Charles Explorer logo
🇨🇿

Continentalization versus Maritimization - the debate within Brazilian School of Geopolitics and its political consequences

Publikace na Fakulta sociálních věd |
2016

Tento text není v aktuálním jazyce dostupný. Zobrazuje se verze "en".Abstrakt

Brazilian School of Geopolitics comprises a debate about whether the country's applied geopolitics should move towards continentalization or maritimization. While revisiting that debate, its authors and arguments, the paper aimed to assess the consequences between those two views and Brazil's recent foreign relations with its neighbor countries (e.g.

Argentina), great powers (e.g. the U.S.A.) and particularly Portugal in the position of geohistorical partner. The paper is a qualitative study grounded in the positivist approach.

It used the deductive method, proceeding from geopolitical concepts and general abstractions to facts of political reality in respect to Brazil's foreign policy. One of the article's most innovative aspects was to identify some theoretical and methodological flaws in Brazilian School of Geopolitics, from the neoclassical geopolitics point of view.

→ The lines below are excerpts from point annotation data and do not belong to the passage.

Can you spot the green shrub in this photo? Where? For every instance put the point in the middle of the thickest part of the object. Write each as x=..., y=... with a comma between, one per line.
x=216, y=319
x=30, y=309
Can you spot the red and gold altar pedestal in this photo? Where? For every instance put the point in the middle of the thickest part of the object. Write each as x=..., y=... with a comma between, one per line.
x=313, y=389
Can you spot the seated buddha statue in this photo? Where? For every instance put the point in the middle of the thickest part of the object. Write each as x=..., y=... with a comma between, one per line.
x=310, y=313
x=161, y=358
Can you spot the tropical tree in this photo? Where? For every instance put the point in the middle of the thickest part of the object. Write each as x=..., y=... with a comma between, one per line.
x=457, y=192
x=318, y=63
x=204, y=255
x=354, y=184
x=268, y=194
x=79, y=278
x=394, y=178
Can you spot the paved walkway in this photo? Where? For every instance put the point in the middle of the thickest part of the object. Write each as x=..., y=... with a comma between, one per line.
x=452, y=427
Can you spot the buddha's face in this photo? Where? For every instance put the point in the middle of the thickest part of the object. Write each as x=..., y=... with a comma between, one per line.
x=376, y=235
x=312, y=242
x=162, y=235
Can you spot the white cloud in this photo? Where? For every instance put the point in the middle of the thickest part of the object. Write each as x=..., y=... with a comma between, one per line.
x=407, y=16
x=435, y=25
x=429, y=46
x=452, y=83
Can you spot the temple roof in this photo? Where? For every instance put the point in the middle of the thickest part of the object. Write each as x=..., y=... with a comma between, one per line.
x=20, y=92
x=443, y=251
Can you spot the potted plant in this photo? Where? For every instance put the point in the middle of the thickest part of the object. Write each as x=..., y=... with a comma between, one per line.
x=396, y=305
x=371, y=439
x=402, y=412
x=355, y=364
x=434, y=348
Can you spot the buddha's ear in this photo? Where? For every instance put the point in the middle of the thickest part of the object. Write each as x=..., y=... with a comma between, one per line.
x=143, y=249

In fact, the line of division between politics in its dynamics of executive power, and geopolitical studies as academic discipline, was deeply mixed in Brazilian School of Geopolitics and that fact was properly identified. Nevertheless, the paper's main result was to try to demonstrate how Brazilian élites' perceptions of space towards 'land' or 'sea', affected by the continentalization vs maritimization debate, has been influencing foreign policy conduct in terms of a preference within the international organizations sphere, a preference for bilateral allies and, by extension, the objectives and the means of action of military power.